Una vara que le revolvía a uno el cerebro, mezclando los reflejos, conectando la recepción de la K con la emisión de la H, o la D, o cualquier otra letra…
Cavanaugh dibujó una letra con el dedo índice en la mesa, arrugando el ceño. ¿No había hecho siempre la A de ese modo… una raya vertical y tres horizontales?
Pero ahí estaba el detalle siniestro de todo el asunto: que la memoria no significaba nada, porque todas las memorias seguían existiendo, pero estaban distorsionadas. Como si uno arrancara todas las conexiones de la mesa de un operador telefónico y las volviera a poner todas cambiadas.
Naturalmente, esa tenía que ser la explicación: nadie podía haber andado cambiando todos los letreros, reimprimiendo todos los diarios o falsificando la firma de Cavanaugh en la tarjeta de la seguridad social. La primera letra de su nombre, ese semicírculo, aunque parecía una Z, seguía siendo una C.

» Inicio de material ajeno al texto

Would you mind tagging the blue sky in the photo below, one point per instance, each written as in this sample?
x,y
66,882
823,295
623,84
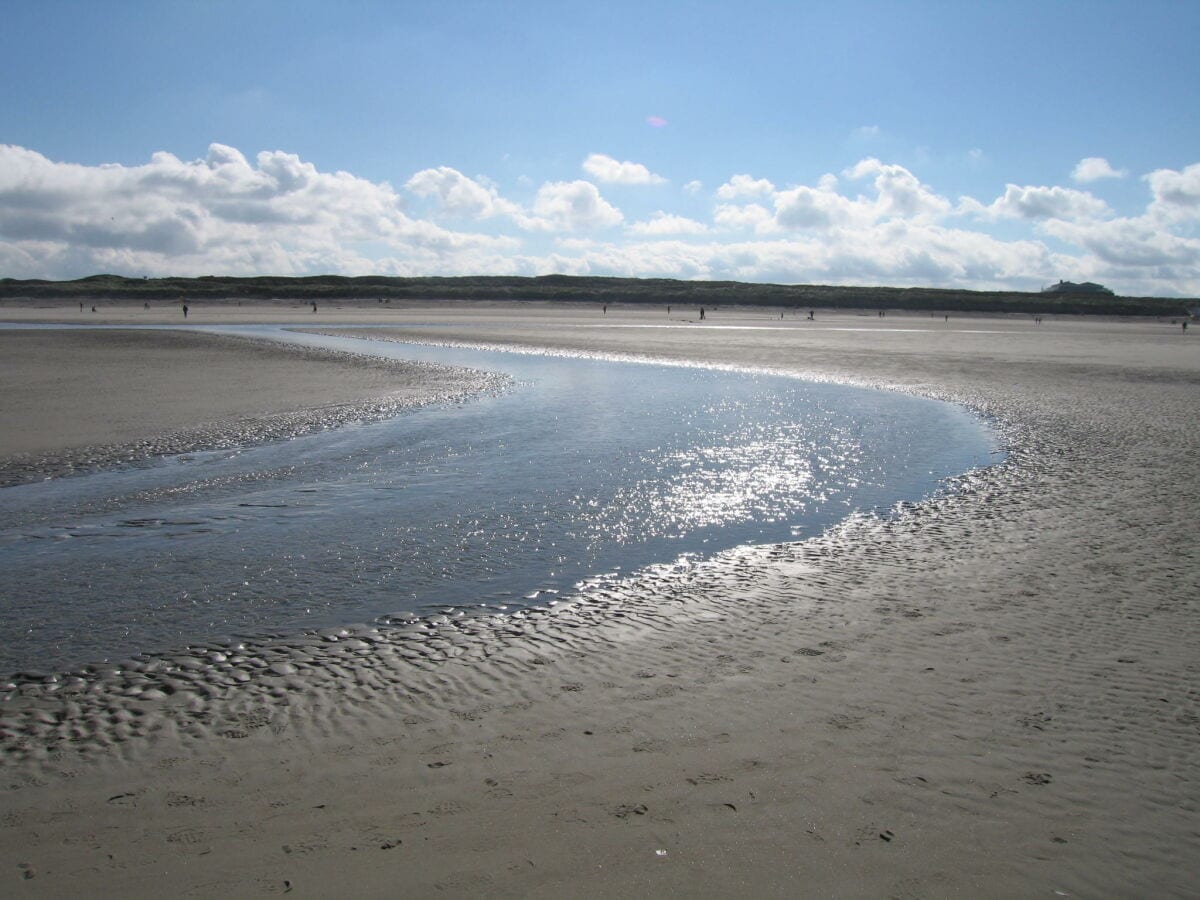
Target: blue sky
x,y
979,144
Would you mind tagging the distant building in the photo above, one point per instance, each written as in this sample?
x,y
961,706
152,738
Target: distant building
x,y
1069,287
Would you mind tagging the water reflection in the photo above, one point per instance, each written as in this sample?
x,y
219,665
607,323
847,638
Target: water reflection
x,y
585,467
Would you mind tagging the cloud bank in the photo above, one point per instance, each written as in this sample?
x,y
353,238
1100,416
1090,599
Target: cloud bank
x,y
875,222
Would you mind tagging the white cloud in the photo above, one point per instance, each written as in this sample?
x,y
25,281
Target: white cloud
x,y
1039,203
574,207
609,171
751,215
744,186
215,215
279,214
1093,168
667,223
899,192
1176,193
807,208
459,195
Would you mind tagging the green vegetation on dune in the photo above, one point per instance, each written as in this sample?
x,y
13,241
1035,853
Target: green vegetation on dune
x,y
585,289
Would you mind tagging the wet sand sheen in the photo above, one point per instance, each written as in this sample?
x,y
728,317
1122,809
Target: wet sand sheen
x,y
89,400
990,694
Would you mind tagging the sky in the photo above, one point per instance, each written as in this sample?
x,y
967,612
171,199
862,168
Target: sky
x,y
983,145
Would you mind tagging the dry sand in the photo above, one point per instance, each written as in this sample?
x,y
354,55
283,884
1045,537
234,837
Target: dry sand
x,y
990,695
82,400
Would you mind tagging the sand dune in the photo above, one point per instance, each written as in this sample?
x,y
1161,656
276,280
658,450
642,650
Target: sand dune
x,y
991,694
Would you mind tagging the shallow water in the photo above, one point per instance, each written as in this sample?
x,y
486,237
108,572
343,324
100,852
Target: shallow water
x,y
583,468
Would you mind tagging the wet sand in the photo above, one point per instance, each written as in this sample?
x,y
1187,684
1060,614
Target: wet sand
x,y
75,401
991,694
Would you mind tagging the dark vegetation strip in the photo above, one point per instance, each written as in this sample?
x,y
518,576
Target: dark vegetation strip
x,y
586,289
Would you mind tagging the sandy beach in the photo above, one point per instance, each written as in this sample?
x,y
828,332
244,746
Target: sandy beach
x,y
87,400
990,694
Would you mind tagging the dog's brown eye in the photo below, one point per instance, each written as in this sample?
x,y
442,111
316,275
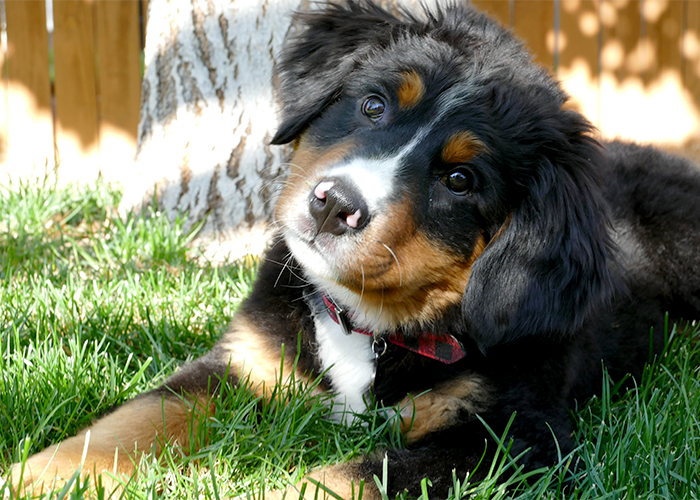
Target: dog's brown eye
x,y
459,181
373,108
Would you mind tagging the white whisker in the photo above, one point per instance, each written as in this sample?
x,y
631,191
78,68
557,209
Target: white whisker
x,y
397,263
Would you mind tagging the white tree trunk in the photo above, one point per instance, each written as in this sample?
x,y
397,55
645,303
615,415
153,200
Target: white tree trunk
x,y
208,112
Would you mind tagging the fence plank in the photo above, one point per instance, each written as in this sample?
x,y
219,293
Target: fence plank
x,y
622,57
578,55
30,143
534,23
3,113
664,24
119,51
498,9
76,90
691,61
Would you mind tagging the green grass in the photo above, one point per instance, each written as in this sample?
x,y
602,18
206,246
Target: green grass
x,y
97,307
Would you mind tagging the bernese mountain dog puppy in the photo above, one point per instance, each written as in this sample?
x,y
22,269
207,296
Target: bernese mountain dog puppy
x,y
453,243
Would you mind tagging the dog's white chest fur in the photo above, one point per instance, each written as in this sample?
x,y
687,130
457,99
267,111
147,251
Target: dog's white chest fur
x,y
348,361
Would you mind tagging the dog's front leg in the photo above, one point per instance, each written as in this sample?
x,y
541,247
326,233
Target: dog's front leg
x,y
114,443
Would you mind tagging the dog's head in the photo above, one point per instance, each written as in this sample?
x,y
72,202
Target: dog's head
x,y
436,171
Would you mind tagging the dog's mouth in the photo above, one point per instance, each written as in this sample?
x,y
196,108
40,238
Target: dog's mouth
x,y
376,263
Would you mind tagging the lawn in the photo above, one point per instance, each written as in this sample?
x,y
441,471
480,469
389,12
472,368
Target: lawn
x,y
97,307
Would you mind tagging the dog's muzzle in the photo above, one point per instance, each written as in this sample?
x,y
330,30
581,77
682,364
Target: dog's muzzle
x,y
337,207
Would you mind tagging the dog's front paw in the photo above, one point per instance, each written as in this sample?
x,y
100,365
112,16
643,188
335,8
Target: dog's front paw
x,y
342,481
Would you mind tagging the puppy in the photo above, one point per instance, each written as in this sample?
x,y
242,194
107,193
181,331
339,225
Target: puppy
x,y
453,242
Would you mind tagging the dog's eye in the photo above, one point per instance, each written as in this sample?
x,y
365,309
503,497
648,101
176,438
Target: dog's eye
x,y
373,108
459,181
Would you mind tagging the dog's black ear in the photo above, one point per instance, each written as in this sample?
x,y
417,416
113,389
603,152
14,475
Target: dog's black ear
x,y
552,263
315,64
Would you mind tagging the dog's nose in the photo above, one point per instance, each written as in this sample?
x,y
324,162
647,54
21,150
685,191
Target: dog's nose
x,y
337,207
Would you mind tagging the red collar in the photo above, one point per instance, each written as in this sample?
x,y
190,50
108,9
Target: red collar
x,y
439,346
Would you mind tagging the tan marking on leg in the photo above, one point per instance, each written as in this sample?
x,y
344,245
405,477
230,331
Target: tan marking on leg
x,y
437,409
257,358
115,443
411,89
461,147
344,480
414,282
307,169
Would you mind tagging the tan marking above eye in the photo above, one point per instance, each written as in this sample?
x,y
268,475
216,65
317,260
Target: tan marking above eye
x,y
411,89
462,147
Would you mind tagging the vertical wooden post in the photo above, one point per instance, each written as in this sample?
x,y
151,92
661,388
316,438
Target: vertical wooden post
x,y
534,23
29,122
119,53
579,50
76,90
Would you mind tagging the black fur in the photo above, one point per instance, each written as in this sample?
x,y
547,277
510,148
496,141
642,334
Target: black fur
x,y
568,250
589,245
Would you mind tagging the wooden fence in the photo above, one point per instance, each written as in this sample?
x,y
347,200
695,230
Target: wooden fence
x,y
71,98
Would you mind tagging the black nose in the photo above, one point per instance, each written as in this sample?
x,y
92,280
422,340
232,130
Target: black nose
x,y
337,207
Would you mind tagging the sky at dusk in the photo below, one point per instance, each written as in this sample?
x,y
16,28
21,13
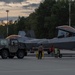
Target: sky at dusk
x,y
17,8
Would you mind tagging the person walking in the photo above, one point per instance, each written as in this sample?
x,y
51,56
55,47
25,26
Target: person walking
x,y
40,51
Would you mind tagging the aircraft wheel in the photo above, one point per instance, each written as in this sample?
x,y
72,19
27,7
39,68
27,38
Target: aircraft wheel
x,y
11,57
20,54
4,54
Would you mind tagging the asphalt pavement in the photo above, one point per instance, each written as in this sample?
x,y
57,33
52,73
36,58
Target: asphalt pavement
x,y
30,65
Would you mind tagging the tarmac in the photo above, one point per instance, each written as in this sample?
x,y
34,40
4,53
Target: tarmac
x,y
30,65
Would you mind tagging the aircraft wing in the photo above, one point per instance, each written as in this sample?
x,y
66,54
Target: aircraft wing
x,y
66,28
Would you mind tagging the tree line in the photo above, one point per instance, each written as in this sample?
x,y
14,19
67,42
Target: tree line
x,y
44,20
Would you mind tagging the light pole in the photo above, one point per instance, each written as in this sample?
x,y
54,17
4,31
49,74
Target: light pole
x,y
70,12
7,21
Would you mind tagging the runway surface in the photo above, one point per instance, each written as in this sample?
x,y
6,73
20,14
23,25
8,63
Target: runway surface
x,y
32,66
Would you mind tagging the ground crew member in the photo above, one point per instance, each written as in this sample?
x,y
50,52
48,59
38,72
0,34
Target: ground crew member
x,y
52,50
57,52
40,51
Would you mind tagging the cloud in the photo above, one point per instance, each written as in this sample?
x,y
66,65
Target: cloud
x,y
30,6
17,8
10,1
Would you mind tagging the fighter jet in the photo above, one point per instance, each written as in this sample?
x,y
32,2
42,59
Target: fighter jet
x,y
64,40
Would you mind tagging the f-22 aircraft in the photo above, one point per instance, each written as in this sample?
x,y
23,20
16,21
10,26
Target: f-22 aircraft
x,y
64,40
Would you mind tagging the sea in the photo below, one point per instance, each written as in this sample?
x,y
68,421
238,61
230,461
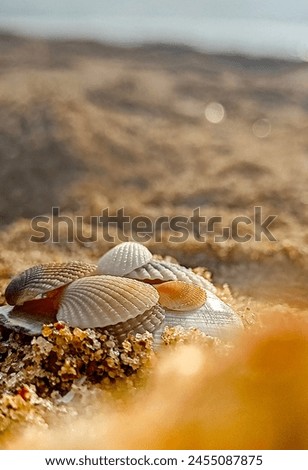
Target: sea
x,y
270,28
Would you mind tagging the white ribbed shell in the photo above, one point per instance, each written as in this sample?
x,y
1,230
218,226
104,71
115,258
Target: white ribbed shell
x,y
123,258
214,318
99,301
164,271
147,321
43,278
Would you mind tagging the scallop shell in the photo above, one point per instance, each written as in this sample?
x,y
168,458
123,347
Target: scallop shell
x,y
100,301
123,258
147,321
38,280
162,271
180,296
214,318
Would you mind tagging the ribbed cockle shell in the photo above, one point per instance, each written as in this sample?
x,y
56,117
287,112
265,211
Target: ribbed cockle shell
x,y
123,258
161,271
214,318
100,301
38,280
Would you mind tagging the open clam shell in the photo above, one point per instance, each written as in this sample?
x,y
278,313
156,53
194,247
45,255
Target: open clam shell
x,y
100,301
214,318
180,296
38,280
123,258
161,271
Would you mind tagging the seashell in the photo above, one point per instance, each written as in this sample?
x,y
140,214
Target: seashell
x,y
74,292
162,271
214,318
16,320
149,321
100,301
180,296
38,280
123,258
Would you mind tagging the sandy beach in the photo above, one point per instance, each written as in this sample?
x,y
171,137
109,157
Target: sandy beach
x,y
157,131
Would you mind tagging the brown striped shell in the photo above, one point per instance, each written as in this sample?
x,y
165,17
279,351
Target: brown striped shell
x,y
38,280
80,295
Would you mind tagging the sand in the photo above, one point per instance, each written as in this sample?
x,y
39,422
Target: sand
x,y
85,127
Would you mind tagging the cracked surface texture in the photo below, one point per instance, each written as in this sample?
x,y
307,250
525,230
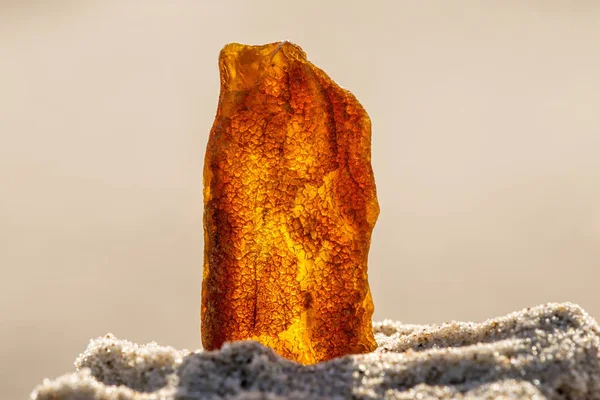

¿O no? Si un árbol cae pero no hay nadie allí para oír la caída, ¿produce un ruido? Y si la belleza está en el ojo del observador… Reprimiendo una tendencia a caer en la histeria, Cavanaugh pensó: ¿Cómo podemos salir de esto?
Empecemos por el principio.
El Rufián.
Había llegado de un sitio que no era exactamente un sitio, atravesando una distancia que no era exactamente una distancia. Pero debía de ser un viaje difícil, porque no había señales de otras apariciones de pequeños coleccionistas de arte con crestas como cacatúas…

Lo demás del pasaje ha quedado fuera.